Lorsqu’elle rencontre Arthur, un homme énigmatique qui parle peu et vit au coeur de la forêt, une brèche s’ouvre dans ses envies d’ailleurs. Et il faut dire qu’Arthur, avare de mots, plus instinctif que raisonné l’attire par sa différence.
La rencontre de ces deux solitudes provoque un basculement narratif dans « Une histoire d’ours » : Birdie prend sa fille sous le bras, quelques affaires et quitte tout pour aller vivre dans cette cabane qu’elle n’a jamais vue, avec un homme qu’elle connaît si peu. Ici, c’est la nature qui commande, chaque erreur peut coûter cher. Les terres d’Alaska sont tour à tour piège et refuge. En fonction des saisons, elles sont beauté pure et menace sourde. Ces lieux n’ont rien de docile, ils mordent, exigent et transforment. Et l’écriture d’Eowyn Ivey y fait beaucoup. « Born and raised » en Alaska, sa plume confère au roman une précision sensorielle fabuleuse. Nous sommes maintenant dans le cœur battant de la forêt.

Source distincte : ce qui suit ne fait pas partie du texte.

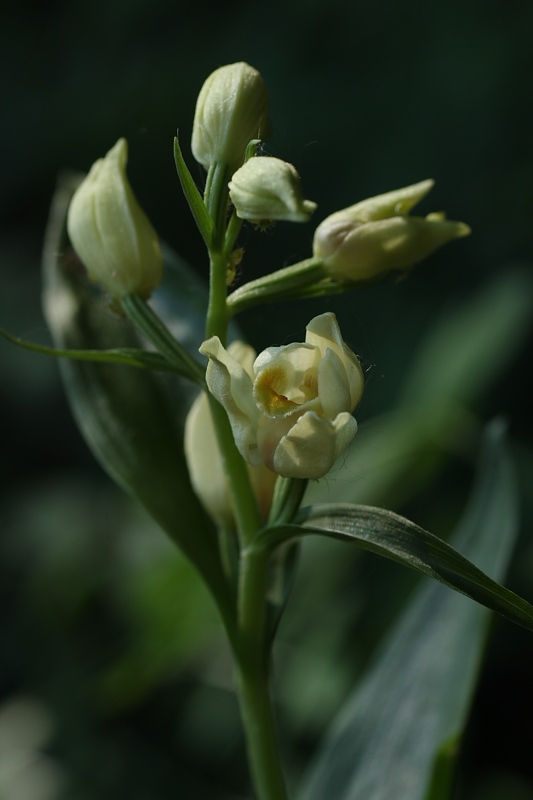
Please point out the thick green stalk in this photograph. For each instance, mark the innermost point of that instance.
(253, 679)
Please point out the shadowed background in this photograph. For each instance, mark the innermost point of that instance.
(119, 676)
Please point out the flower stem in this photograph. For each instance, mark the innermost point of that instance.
(253, 678)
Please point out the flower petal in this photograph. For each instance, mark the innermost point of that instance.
(312, 445)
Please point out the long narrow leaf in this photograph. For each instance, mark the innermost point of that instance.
(398, 736)
(390, 535)
(130, 356)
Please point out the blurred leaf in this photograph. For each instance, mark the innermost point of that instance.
(472, 344)
(129, 418)
(394, 455)
(398, 735)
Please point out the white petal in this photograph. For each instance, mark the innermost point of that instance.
(323, 332)
(231, 385)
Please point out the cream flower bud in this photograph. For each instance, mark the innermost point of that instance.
(206, 468)
(294, 414)
(269, 189)
(111, 233)
(377, 235)
(231, 110)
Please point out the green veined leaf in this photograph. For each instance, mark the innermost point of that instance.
(399, 734)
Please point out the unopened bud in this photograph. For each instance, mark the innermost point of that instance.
(377, 235)
(206, 468)
(231, 110)
(110, 232)
(269, 189)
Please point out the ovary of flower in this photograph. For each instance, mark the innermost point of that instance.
(294, 414)
(206, 468)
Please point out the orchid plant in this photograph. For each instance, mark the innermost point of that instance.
(217, 442)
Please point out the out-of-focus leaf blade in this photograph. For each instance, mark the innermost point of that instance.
(193, 196)
(397, 737)
(129, 418)
(460, 357)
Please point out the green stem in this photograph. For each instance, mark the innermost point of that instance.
(242, 495)
(284, 283)
(253, 679)
(154, 329)
(232, 232)
(250, 647)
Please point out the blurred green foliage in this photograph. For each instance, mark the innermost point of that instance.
(107, 639)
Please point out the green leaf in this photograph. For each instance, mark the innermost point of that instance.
(458, 360)
(471, 345)
(131, 356)
(398, 736)
(131, 419)
(193, 196)
(390, 535)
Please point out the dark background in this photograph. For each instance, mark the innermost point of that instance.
(129, 677)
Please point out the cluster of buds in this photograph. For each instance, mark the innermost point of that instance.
(290, 408)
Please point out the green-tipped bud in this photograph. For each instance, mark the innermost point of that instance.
(377, 235)
(110, 232)
(269, 189)
(231, 110)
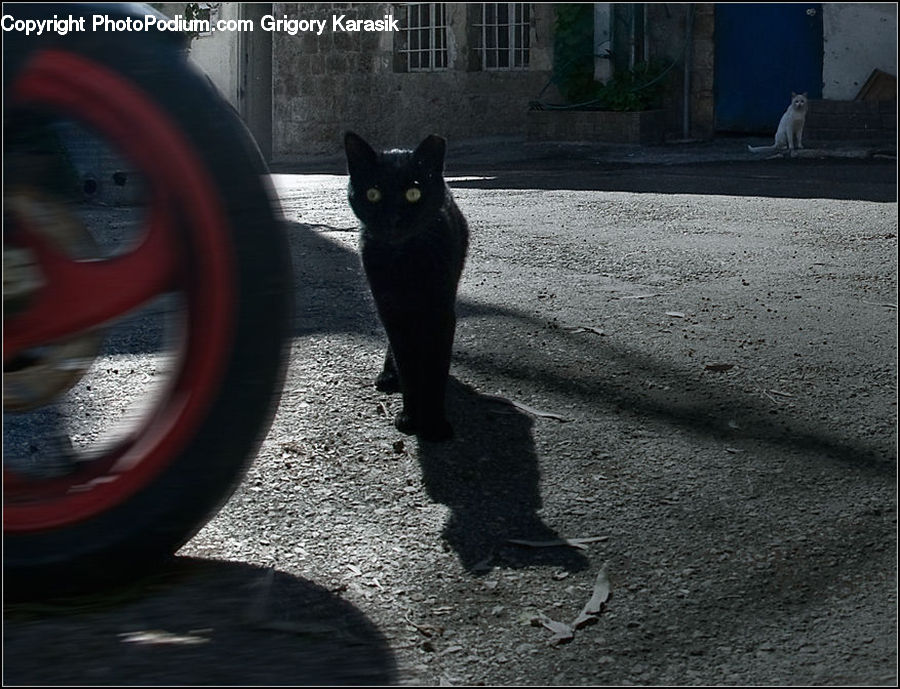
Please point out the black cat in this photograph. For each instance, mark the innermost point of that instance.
(413, 241)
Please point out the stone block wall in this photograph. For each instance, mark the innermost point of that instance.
(323, 85)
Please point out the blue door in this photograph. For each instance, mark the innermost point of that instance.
(762, 53)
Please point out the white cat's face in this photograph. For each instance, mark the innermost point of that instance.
(798, 101)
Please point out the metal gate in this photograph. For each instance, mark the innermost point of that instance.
(762, 53)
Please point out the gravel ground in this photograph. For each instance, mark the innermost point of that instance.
(701, 388)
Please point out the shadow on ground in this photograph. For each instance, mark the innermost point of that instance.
(200, 622)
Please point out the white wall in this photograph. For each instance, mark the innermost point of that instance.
(859, 37)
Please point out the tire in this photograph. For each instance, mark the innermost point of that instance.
(212, 239)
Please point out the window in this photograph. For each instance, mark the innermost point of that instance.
(422, 42)
(503, 34)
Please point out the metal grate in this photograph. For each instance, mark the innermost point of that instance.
(423, 36)
(505, 35)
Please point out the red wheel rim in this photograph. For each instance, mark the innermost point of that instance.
(196, 262)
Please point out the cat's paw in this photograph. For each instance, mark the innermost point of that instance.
(387, 381)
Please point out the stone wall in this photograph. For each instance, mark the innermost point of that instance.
(326, 84)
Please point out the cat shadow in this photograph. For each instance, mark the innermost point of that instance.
(488, 476)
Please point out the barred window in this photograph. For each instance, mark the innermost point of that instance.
(503, 31)
(422, 42)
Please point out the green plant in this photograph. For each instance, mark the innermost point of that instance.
(638, 88)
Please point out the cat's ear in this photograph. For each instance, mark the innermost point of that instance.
(430, 154)
(360, 155)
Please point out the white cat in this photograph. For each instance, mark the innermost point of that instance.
(790, 128)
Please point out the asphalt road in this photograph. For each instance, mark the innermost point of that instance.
(701, 360)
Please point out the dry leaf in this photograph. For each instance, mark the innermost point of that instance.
(562, 633)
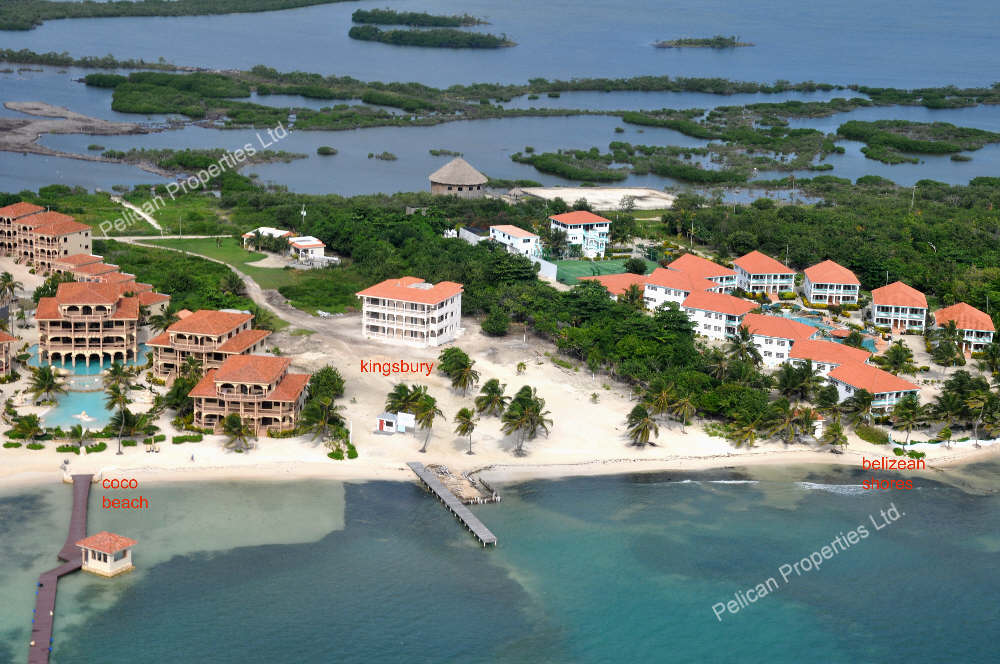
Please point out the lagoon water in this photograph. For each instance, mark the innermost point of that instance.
(623, 568)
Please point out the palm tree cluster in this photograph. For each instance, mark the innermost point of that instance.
(454, 363)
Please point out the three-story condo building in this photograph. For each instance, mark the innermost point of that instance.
(209, 336)
(716, 315)
(886, 388)
(584, 229)
(830, 283)
(411, 311)
(975, 327)
(899, 307)
(258, 388)
(759, 273)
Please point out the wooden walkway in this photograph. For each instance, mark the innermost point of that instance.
(461, 512)
(45, 600)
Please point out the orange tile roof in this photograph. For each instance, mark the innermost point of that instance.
(408, 289)
(19, 210)
(106, 542)
(829, 352)
(617, 284)
(77, 259)
(579, 217)
(209, 321)
(718, 302)
(758, 263)
(679, 280)
(778, 327)
(697, 266)
(61, 227)
(251, 369)
(242, 341)
(43, 218)
(873, 379)
(513, 231)
(829, 272)
(205, 386)
(290, 388)
(898, 294)
(966, 317)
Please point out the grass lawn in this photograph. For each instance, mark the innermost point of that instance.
(571, 270)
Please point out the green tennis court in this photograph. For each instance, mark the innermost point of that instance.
(571, 270)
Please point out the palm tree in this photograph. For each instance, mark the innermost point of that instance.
(492, 400)
(741, 347)
(45, 382)
(683, 408)
(908, 413)
(426, 412)
(239, 432)
(466, 420)
(465, 378)
(642, 428)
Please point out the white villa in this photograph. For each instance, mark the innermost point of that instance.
(106, 554)
(517, 240)
(975, 327)
(886, 388)
(411, 311)
(825, 355)
(774, 336)
(899, 307)
(696, 266)
(830, 283)
(716, 315)
(585, 229)
(758, 273)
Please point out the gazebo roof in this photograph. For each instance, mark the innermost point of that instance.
(457, 171)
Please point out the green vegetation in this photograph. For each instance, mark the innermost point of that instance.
(28, 14)
(718, 41)
(416, 19)
(433, 38)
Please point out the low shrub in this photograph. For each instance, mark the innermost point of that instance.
(871, 434)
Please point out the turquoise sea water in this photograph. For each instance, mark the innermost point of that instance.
(608, 569)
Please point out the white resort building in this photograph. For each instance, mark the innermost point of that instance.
(411, 311)
(974, 326)
(830, 283)
(716, 315)
(759, 273)
(517, 240)
(886, 388)
(585, 229)
(774, 336)
(899, 307)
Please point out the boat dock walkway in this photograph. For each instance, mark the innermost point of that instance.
(461, 512)
(45, 600)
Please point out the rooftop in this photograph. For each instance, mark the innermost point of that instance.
(829, 272)
(209, 321)
(828, 352)
(106, 542)
(966, 317)
(866, 377)
(758, 263)
(413, 289)
(898, 294)
(778, 327)
(457, 171)
(719, 303)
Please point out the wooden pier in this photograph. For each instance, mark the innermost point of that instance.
(454, 505)
(45, 600)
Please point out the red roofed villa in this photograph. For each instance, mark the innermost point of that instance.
(899, 307)
(974, 326)
(411, 311)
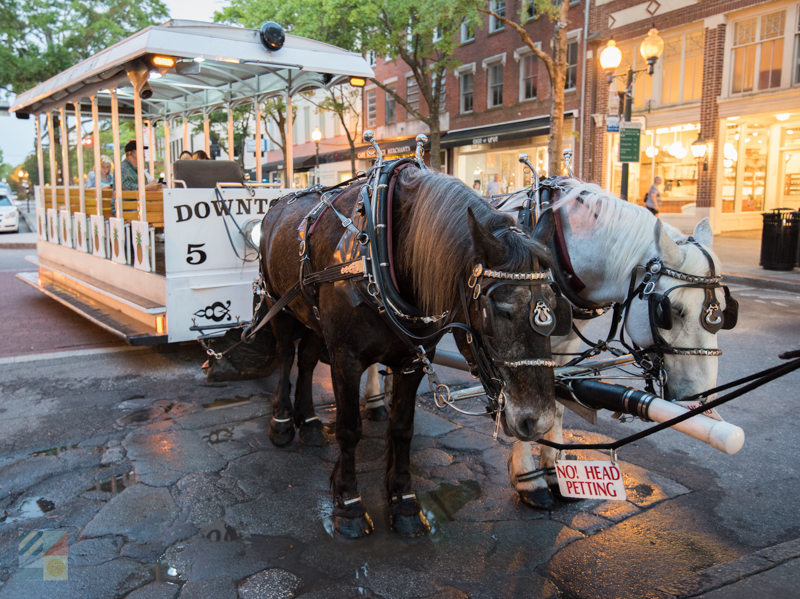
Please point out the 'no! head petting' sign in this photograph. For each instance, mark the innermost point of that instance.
(590, 480)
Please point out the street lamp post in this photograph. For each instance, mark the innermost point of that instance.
(610, 59)
(316, 136)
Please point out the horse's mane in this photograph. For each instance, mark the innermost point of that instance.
(633, 243)
(438, 248)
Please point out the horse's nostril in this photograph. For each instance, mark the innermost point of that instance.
(526, 427)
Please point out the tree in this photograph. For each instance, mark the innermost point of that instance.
(424, 35)
(41, 38)
(343, 102)
(274, 109)
(556, 65)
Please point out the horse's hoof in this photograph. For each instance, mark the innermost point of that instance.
(353, 528)
(541, 499)
(313, 434)
(415, 525)
(281, 433)
(377, 413)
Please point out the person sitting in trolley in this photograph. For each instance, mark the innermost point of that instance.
(106, 176)
(130, 172)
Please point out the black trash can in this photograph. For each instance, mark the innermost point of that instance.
(780, 239)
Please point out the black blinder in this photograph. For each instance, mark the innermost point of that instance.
(730, 314)
(541, 318)
(487, 316)
(563, 317)
(661, 311)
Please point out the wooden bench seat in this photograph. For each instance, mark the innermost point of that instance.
(154, 201)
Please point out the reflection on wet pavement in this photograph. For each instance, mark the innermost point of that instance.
(225, 403)
(114, 484)
(34, 508)
(54, 451)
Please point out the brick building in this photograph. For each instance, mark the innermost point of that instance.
(496, 104)
(729, 73)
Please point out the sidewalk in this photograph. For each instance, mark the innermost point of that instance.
(739, 254)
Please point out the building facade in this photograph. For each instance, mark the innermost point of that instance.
(729, 75)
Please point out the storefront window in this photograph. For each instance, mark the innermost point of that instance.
(666, 152)
(480, 167)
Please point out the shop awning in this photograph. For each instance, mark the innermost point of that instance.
(497, 133)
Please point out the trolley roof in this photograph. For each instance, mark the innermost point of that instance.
(235, 68)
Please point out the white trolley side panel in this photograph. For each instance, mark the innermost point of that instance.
(206, 281)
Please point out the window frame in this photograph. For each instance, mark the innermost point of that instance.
(758, 42)
(577, 42)
(494, 24)
(371, 112)
(388, 101)
(465, 31)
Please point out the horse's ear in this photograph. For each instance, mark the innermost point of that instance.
(666, 248)
(487, 247)
(703, 233)
(545, 227)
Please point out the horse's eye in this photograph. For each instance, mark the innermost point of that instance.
(504, 310)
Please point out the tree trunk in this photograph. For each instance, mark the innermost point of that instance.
(558, 79)
(352, 156)
(436, 144)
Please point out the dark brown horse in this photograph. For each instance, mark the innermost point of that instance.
(441, 231)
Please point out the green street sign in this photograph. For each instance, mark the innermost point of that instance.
(629, 142)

Au-delà de Birdie pour laquelle nos sentiments fluctuent, Emaleen tient une place importante dans le roman. Extasiée par toute chose, elle est bien loin des préoccupations des enfants citadins. Tout l’émerveille et nous rappelle notre âme d’enfant. Elle s’accommode si facilement du moindre changement, de l’absence de confort ! Elle observe et « sent » la nature autour d’elle au contact d’Arthur. Elle apprend à l’apprivoiser, à s’y déplacer, à en bénéficier. Mais, dans « Une histoire d’ours », les êtres les plus lumineux peuvent s’éteindre au rythme des difficultés, et Emaleen, cette enfant à la fois boussole et gardienne de temple, sent bien que quelque chose rôde…
Qui est cet homme que Birdie a suivi presque les yeux fermés ? Taiseux, mystérieux, qui ne parle qu’au présent même pour évoquer le passé, Arthur est troublant. Il semble marqué par la vie sans que l’on sache vraiment pourquoi (au début, en tout cas), il fascine par son habilité à ne cocher aucune case. Dans son élément naturel, c’est comme si la nature lui murmurait des choses à l’oreille. Il hypnotise autant qu’il rebute. Car Arthur est un mystère : il disparaît sans prévenir, se nourrit à peine, communique peu.
« Une histoire d’ours » navigue entre une fable et un conte, tant certains passages mélangent merveilleux, inquiétude et magie. Le lecteur doute parfois de la tangibilité de l’histoire, ou plonge dans une sorte de réalisme magique qui met à mal ses certitudes. Car, Eowyn Ivey semble avoir glissé de l’extraordinaire dans les interstices d’un quotidien très réel, sans jamais passer la ligne de l’invraisemblance.
L’Alaska est une terre d’ombres et de lumière, et donc de tension permanente due aux dangers potentiels, et de détente totale. J’ai ressenti cette ambivalence dans « Une histoire d’ours ». Les moments de sérénité peuvent rapidement se transformer en situations catastrophiques, et le lecteur danse toujours sur un fil sans savoir ce qui l’attend à la page suivante. L’harmonie fragile du début révèle bientôt ses failles, des secrets inquiètent, une angoisse latente plane.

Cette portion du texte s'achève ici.